One the whole, I have to take this as symptomatic of a certain lack of boldness on the part of Peter Dyke, something of which Massey certainly cannot be accused – the instrument leaps to life in his hands. We are allowed a brief but glorious outburst of tuba stop in the Brewer but in general Dyke seems afraid to let the organ roar its guts out, to the detriment of some of the Stanford and Bridge pieces. It’s all very tasteful but a bit polite.

Nor does the recording help. The organ, ecclesiastical reverberation and the human ear are strange bedfellows. If you sit half-way down a reverberant but acoustically well-calculated Cathedral or Church, the organ sound is before you while the reverberation surrounds you, and yet the human ear manages to sort it out, allowing you to hear the organ with complete clarity even while the echoes of it are swirling all around you. If you put a pair of microphones in place of the human ears, they will hear the same things as your ears, and if you listen to the result on headphones you will get the same effect: the organ before you, completely clear, with the echo all around.
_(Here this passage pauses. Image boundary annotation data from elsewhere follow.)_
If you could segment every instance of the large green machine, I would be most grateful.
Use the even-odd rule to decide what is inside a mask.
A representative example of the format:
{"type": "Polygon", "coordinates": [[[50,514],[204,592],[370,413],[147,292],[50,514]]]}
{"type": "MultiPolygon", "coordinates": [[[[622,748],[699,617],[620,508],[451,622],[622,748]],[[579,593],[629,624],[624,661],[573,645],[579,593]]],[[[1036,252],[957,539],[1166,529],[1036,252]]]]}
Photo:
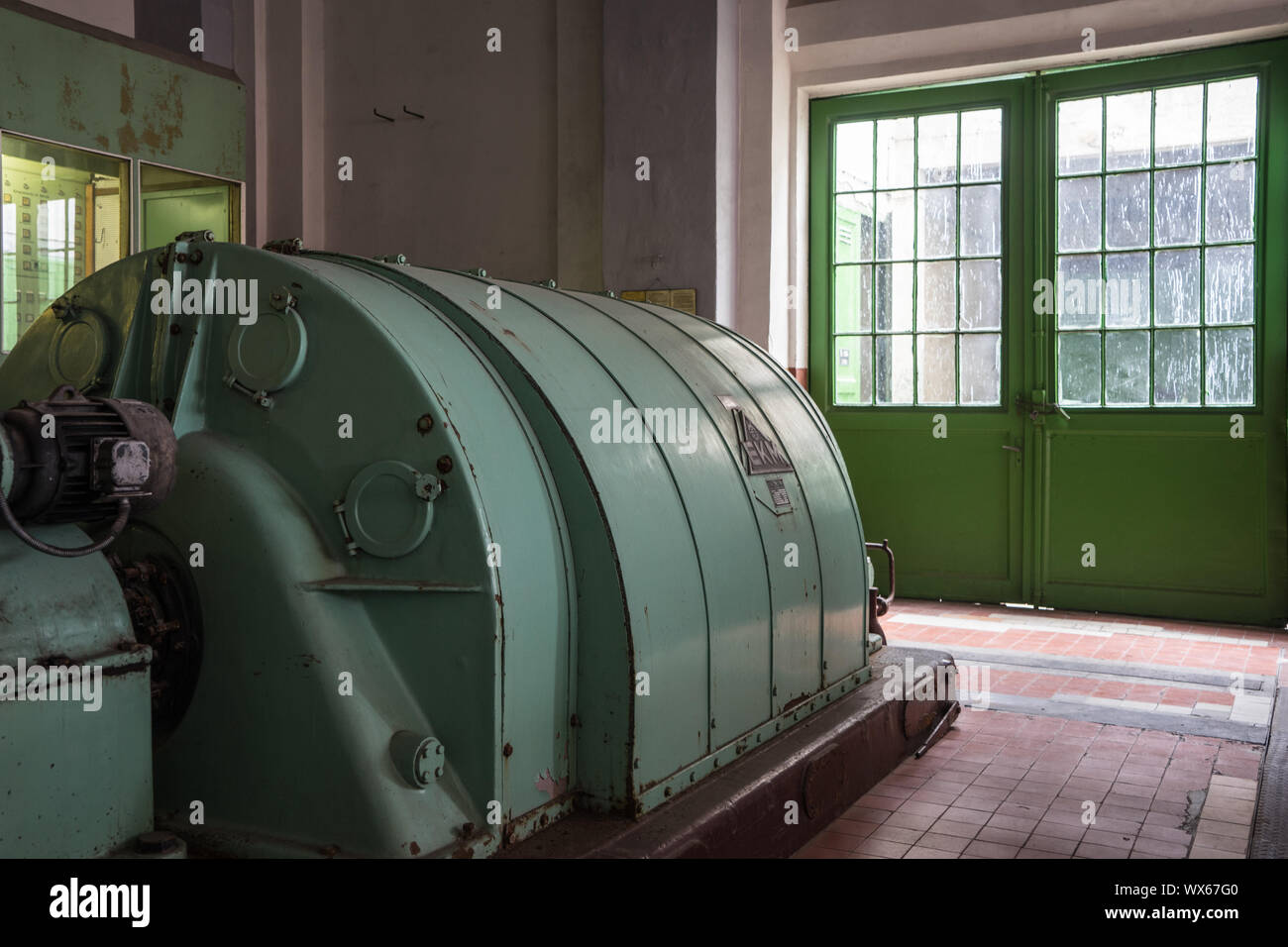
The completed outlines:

But if you listen to this same recording on the loudspeakers of your sitting-room, you will hear the original organ sound and its echoes all in front of you, your ears will be powerless to separate the two things and you will hear smudged harmonies and a confused melodic line.

There would seem to be two ways round this. In the first place, the composer should write in such a way that the music remains clear even in an acoustic which has a long reverberation period (i.e., calculating the echo as a built-in part of the musical effect). It would appear from this disc that Bridge was not able to do this, while Stanford and some of the "Little Organ Book" composers were. The Stanford pieces are totally clear, the Bridge ones are often confused. (Indeed, the Bridge pieces come off best in a smallish Church without too much reverberation, while Stanford can seem rather arid in such circumstances):

In the second place, the engineers should place their microphones with a view to what the effect will be when replayed through loudspeakers, rather than simply reproducing what they hear. Basically, I suppose this means recording closer up. The Massey Vista disc sounds clear to a fault on headphones, but truly magnificent over loudspeakers. The more distanced Lammas recording sounds rather mushy. I don’t want to say it is bad, but anyone seeking evidence that recording techniques have declined over the last 25 years will find grist to his mill in Hereford.

In conclusion, then, this is a nice disc which might have been something more than that. There are useful notes and full specifications of the organ.